② Medium alloy steel: Alloy steels with a total alloying element content of 5-12% are collectively referred to as medium alloy steels. They are rarely or even basically not used in pressure vessels, and are only used in piping and heating furnace tubes. They mainly include Cr5-Mo and Cr9-Mo steels.
③ High alloy steel: Alloy steels with a total alloying element content higher than 13% are called high alloy steels. According to the organization in the delivery state, it is divided into ferrite, martensite, austenite, and austenite + ferrite dual-phase steel, etc. The most widely used steel in this type is Cr or Cr-Ni steel. Because it contains a high content of Cr or Cr-Ni alloy elements, it has corrosion resistance to the atmosphere and various corrosive media, so it is also called stainless steel. Commonly used steel grades for pressure vessels and their internal parts are 0Cr13, 1Cr13, 2Cr13, 0Cr18Ni9, 00Cr19Ni10, 0Cr18Ni10Ti, 0Cr17Ni12Mo2, 00Cr17Ni14Mo2, 0Cr18Ni12Mo2 Ti, 0Cr19Ni13Mo3, 00Cr19Ni13Mo3, etc.

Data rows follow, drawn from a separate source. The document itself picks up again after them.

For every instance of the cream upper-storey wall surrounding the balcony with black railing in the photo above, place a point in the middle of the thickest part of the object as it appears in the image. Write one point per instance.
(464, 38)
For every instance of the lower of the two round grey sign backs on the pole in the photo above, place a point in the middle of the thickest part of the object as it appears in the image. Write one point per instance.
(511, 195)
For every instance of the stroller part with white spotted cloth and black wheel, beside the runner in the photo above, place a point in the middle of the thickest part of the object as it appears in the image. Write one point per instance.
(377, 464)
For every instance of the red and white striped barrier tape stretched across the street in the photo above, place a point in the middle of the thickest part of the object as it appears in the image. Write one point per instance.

3. Market analysis of large-diameter thick-walled steel pipes for petrochemicals
3.1 Large-diameter thick-walled seamless steel pipes for high-pressure hydrocracking projects: Since the 1980s, the development of medium-pressure hydrocracking technology with an operating pressure of 6-10.0Mpa has been very active. With the improvement of environmental protection requirements, the demand for hydrogenation units has increased in recent years, such as hydrocracking, kerosene hydrogenation, gasoline, diesel hydrogenation, and lubricating oil hydrogenation units. The construction of hydrocracking technology has increased, and the position of hydrocracking technology in the oil refining industry has become increasingly important.

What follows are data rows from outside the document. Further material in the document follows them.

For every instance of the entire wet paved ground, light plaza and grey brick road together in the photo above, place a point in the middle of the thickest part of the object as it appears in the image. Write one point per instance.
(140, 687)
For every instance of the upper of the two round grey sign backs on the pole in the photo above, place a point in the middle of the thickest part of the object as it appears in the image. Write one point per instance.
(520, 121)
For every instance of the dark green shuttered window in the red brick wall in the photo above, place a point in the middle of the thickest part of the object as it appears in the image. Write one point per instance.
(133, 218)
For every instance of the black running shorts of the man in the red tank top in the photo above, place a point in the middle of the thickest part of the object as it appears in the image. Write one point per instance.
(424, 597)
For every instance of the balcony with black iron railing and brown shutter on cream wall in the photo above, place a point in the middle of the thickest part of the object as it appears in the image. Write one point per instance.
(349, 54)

3.2 Large-diameter thick-walled seamless steel pipes for ethylene projects: In the petrochemical industry, the consumption of seamless steel pipes for ethylene units is the largest, and the wall thickness can reach 90mm. With the increasing development of ultra-high pressure technology, the design scale is becoming larger and larger, especially the development of ultra-high pressure ethylene units produced by the tubular method, and the inner diameter of ultra-high pressure large-diameter thick-walled seamless steel pipes are required to be larger and larger. Therefore, according to the survey, in the petrochemical industry, the number of large-diameter thick-walled seamless steel pipes that ethylene units need to consume in the next few years will be about 20,000 tons per year.

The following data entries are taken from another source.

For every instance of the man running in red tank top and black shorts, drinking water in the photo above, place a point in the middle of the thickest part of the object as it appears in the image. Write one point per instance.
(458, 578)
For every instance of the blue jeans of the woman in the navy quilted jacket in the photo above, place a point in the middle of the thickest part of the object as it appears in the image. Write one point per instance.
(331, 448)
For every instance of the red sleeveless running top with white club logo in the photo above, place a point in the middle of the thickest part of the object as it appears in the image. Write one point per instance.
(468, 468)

3.3 Large-diameter thick-walled seamless steel pipes for coal liquefaction: my country's energy resources are characterized by rich oil and little coal. Utilizing my country's abundant coal resources and adopting coal liquefaction technology to convert coal into high-quality liquid fuel is an effective way to utilize my country's thermal coal, especially high-sulfur coal. Direct coal liquefaction is a hydrogenation process under high pressure and high temperature, so the process equipment and materials must have properties such as high-pressure resistance and hydrogen corrosion resistance under critical hydrogen conditions. In addition, the materials directly liquefied contain solid particles such as coal and catalysts, so it is necessary to solve technical problems such as deposition, wear, and sealing caused by the treatment of particles. Using large-diameter seamless steel pipes for inclined transportation can inhibit the phase separation of slurry during the process and the residue in the conveying pipe. The wall thickness of the seamless steel pipe can be as high as 105mm.